I'm trying to get my flow back, trying to raise the bar, and I organize a past tense irregular verb competition, complete with a poster-size bracket and a battle circle.

It goes like this:
I seed the kids based on their proficiency with irregular verb endings, and each pair enters the circle, shakes hands, and proceed to spit verb pairs at each other...
Kid A: send -- sent
Kid B: fight -- fought
Kid A: run -- ran
Kid B: is -- was
...until someone can't fire back or a verb pair is repeated. Round 1 takes the longest because I set a 20-second time limit. In subsequent rounds I drop the time limit to 10 seconds and the answers start coming quicker and quicker, with some kids working in that little chin lift. Applause is given for good battles, the ones that last the longest, or have that quick-fire response. In the end, an unlikely character whose nickname is a type of poultry takes the victory, and he is truly the people's champion.

Then he challenges me.

I have to accept, cannot back down, and my mind starts racing. They've been studying all week, and I've just facilitated. Our champion has made it through five grueling battles, and I've just been timing and officiating. He's fresh off a victory, and I'm coming in cold. This calls for some strategy. I know he's been starting with the being verbs, so I decide to take those away first. He has not been using the -aught/-ought pairs, so I plan on going there next. I also store up the seldom used consonant changers, in case it goes that long.

It doesn't.

He's thrown off that I go for the being verbs early, is intimidated by how fast I'm hitting him with the -ought/ -aughts, and then he stumbles and is broken by the time limit.

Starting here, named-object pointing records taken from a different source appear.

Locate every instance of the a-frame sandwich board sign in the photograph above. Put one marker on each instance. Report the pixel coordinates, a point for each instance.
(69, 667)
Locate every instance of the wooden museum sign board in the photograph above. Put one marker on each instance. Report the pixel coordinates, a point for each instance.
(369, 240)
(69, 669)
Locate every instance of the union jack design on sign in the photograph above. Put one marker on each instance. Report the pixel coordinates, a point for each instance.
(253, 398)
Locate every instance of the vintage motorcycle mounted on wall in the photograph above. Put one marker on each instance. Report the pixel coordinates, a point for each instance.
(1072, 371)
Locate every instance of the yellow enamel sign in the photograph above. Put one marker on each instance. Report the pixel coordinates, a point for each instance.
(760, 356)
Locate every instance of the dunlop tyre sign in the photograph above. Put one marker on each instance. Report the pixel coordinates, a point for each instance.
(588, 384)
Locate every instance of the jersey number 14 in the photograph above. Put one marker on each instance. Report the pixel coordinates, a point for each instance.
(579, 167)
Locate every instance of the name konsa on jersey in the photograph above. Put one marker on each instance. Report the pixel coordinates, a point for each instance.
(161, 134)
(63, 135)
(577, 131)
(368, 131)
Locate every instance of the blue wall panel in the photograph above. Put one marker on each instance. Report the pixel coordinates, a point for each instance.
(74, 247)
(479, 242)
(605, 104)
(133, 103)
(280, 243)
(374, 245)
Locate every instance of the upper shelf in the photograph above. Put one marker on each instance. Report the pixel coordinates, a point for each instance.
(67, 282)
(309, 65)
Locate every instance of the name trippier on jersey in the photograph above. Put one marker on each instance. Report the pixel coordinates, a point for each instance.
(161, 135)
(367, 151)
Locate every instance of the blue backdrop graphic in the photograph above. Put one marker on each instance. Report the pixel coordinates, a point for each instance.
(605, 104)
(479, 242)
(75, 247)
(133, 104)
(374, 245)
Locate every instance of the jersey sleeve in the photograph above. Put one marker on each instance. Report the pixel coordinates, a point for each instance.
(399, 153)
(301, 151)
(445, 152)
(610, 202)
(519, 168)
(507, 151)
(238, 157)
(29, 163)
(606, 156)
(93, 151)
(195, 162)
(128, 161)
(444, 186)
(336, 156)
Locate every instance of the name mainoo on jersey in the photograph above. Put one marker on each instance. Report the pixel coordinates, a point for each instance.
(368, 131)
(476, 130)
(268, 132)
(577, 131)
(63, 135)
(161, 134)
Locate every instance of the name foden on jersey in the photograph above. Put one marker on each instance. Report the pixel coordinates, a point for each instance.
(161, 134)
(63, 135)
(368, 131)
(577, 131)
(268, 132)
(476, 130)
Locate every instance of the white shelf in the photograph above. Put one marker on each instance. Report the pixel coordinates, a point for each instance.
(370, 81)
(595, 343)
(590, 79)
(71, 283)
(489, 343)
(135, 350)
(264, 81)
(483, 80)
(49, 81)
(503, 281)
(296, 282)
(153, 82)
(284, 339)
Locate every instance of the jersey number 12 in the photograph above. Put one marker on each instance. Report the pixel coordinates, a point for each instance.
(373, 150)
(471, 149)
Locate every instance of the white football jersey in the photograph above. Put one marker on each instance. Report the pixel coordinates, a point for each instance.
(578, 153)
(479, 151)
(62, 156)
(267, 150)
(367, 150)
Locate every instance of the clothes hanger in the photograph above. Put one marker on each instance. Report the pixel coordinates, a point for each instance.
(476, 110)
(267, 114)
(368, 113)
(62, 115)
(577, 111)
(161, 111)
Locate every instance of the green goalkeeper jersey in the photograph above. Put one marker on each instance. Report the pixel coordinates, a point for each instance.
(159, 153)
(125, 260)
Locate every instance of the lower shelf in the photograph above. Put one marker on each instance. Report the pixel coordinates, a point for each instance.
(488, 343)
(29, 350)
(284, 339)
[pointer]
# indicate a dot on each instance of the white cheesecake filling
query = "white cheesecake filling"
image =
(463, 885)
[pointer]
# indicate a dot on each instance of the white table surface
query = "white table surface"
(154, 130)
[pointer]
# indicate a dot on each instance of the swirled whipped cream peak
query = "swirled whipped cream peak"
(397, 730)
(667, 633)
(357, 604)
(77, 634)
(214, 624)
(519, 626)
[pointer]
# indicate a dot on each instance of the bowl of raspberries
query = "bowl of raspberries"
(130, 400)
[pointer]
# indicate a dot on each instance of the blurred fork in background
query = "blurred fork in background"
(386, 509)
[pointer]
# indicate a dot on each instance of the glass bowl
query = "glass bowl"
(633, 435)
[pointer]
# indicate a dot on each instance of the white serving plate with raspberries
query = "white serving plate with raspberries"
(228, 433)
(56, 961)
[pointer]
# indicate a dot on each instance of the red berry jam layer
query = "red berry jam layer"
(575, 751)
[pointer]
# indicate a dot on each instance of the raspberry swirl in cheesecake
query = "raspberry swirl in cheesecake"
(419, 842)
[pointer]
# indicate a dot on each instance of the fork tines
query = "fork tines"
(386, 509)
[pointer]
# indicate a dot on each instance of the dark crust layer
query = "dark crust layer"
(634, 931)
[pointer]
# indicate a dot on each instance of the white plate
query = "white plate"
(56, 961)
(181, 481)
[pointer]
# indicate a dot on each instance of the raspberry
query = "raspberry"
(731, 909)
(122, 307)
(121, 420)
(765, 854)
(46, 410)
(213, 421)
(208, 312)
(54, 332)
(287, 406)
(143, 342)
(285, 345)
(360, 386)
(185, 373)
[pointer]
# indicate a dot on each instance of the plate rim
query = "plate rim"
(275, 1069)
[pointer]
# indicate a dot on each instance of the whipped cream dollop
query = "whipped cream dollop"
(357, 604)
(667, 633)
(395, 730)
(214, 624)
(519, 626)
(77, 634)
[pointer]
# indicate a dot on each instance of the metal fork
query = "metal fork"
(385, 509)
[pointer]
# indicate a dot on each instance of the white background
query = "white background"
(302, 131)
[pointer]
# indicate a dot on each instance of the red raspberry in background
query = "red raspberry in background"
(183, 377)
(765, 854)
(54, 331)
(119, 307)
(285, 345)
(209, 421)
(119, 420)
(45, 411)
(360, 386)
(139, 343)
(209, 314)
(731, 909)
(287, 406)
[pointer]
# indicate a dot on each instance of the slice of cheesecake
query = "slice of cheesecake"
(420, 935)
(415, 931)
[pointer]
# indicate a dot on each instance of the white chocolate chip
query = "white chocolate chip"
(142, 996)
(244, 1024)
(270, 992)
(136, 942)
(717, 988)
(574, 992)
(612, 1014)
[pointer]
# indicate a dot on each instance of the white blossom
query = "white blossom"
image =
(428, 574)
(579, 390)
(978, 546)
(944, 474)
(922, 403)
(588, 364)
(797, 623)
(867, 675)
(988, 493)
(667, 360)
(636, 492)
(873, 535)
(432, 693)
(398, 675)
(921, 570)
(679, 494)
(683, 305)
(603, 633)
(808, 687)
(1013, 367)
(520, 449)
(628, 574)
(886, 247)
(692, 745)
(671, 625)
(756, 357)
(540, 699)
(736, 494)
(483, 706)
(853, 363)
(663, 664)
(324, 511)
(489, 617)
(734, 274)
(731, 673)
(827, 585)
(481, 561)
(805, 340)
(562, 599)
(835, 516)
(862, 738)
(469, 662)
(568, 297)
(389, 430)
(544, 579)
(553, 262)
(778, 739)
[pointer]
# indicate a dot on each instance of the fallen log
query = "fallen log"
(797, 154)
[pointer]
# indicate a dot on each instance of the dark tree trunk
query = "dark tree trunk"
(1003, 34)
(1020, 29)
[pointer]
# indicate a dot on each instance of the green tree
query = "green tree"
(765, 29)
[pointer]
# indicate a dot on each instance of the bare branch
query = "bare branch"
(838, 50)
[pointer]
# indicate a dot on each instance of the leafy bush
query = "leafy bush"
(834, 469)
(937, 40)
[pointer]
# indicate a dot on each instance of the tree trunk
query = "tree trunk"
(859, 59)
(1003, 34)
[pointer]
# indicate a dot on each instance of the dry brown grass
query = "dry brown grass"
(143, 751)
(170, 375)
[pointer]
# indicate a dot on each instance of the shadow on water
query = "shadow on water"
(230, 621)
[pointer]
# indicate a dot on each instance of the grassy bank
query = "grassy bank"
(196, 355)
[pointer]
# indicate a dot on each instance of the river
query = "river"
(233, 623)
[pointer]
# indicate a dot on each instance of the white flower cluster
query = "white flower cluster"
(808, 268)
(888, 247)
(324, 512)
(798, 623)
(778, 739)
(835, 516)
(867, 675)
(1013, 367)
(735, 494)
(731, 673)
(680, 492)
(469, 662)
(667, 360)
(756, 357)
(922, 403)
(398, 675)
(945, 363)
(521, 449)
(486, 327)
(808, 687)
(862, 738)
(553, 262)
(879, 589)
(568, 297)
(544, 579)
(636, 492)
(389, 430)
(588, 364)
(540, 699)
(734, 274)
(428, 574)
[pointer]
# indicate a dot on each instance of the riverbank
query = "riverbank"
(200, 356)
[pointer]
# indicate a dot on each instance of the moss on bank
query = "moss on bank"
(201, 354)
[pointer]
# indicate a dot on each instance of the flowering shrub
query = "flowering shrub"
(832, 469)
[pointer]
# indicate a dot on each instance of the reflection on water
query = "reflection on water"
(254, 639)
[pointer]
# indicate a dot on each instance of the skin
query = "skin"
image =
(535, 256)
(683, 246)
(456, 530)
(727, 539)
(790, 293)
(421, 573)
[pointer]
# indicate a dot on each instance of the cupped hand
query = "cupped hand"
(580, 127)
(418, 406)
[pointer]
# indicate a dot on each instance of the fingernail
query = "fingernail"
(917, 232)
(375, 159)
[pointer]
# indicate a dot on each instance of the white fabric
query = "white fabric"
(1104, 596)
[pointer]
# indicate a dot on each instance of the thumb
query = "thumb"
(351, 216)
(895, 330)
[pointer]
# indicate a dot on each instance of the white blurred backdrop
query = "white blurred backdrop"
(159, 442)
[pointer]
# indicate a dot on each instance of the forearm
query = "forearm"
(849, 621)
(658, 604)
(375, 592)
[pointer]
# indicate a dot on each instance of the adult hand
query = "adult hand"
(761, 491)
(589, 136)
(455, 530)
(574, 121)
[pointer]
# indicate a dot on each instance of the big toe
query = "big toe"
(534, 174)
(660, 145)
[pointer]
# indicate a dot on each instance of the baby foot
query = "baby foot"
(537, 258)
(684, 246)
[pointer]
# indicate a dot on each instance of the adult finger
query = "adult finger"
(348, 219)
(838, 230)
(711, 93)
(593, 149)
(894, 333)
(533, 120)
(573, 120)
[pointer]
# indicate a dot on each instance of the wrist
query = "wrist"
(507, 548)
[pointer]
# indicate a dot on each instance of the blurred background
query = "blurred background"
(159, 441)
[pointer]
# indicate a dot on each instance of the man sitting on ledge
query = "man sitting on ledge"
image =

I raise my arms in victory, shadow-box a little, utter M. Ali's trademark phrase, and revel in the fact that I can recite past tense irregular verbs faster and more accurately than a kid with a CELDT score of 2.

6 Comments:

Anonymous Anonymous said...

liz here, from I Speak of Dreams.

As always, I'm awed by your creativity & passion as a teacher.

8:52 PM  
Anonymous Anonymous said...

Hahaha. Love it.

6:09 AM  
Anonymous Anonymous said...

Hey, send me your name and e-mail, anonymous TMAO? I want to invite you to participate in a new initiative...

Dr. Scott McLeod
CASTLE, U. Minnesota
http://www.dangerouslyirrelevant.org
mcleod@umn.edu

4:02 AM  
Blogger Andrew Pass said...

Your idea is awesome. So is your effective writing. I'm going to link to your blog on my own. Then I'm going to come back regularly for ideas.

Your students are lucky.

Andrew Pass
http://www.pass-ed.com/Living-Textbook.html

7:43 AM  
Anonymous Anonymous said...

Hmmm...reminds me of a scene from the Sherman Alexie YA novel, The Absolutely True Diary of a Part Time Indian. Have you read it?

8:56 PM  
Blogger Marcy said...

Not sure how I missed this. Then again, I was off the grid for most of Feb. 2007 battling gall stones and other nasty GI stuff.

Anyway, this activity would appeal - esp. to the competitive the boy-dominant uber competitive classes am currently teaching.